La société de conseil en gestion de patrimoine a par ailleurs manqué à son devoir d’informer l’investisseur sur ses obligations et sur les risques encourus du fait des aléas susceptibles d’être rencontrés dans l’exécution des travaux.

La perte de chance de 50 % de renoncer à l’acquisition subie par l’investisseur doit être indemnisée par la somme de 272’355 euro que le notaire et la société de conseil sont condamnés à régler in solidum.
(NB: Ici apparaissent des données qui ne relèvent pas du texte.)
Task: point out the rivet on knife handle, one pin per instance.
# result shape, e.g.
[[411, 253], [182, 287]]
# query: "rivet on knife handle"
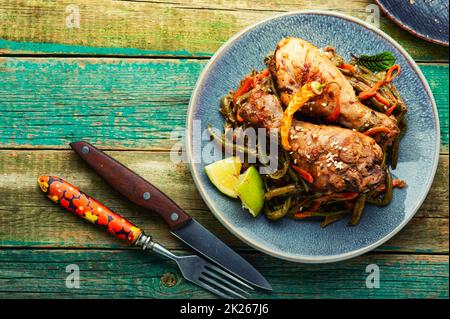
[[75, 201], [132, 186]]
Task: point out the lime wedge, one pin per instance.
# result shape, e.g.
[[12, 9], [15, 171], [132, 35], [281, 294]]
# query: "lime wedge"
[[224, 174], [251, 191]]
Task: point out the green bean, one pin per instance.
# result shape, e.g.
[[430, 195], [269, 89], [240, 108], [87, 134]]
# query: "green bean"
[[228, 145], [282, 191], [358, 210], [387, 194], [394, 152], [279, 213]]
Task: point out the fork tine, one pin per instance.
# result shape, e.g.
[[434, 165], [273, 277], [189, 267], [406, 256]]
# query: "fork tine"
[[226, 274], [221, 286], [212, 289], [224, 281]]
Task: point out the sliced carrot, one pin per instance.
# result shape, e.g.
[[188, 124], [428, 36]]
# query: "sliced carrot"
[[349, 67], [246, 85], [376, 130], [296, 103], [303, 173], [390, 75], [336, 112], [391, 109]]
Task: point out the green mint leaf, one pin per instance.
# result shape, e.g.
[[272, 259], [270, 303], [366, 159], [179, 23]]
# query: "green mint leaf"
[[378, 62]]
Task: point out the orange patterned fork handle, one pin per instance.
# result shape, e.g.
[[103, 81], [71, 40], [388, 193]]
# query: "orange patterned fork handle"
[[75, 201]]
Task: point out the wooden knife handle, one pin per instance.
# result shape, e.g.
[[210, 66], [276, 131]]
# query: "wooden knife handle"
[[75, 201], [131, 185]]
La Cour d’appel, à propos de la responsabilité du notaire, a préalablement relevé que le notaire est tenu d’informer et d’éclairer les parties sur la portée et les effets ainsi que sur les risques de l’acte auquel il prête son concours et le cas échéant de le leur déconseiller ; que cette obligation doit prendre en considération les mobiles des parties, extérieurs à l’acte, lorsque le notaire en a eu précisément connaissance. Mais alors pourquoi la Cour a retenu une seule perte de chance « de renoncer à l’acquisition », alors que l’acquéreur subissait un préjudice actuel, direct et certain.

Il faut aussi préciser que l’étude notariale en question a reçu des dizaines et des dizaines d’actes de même nature, portant sur des lots dans des « châteaux » à réhabiliter et dont aucun ne l’a été, ce qui était parfaitement prévisible dès le début de la mise en oeuvre des programmes.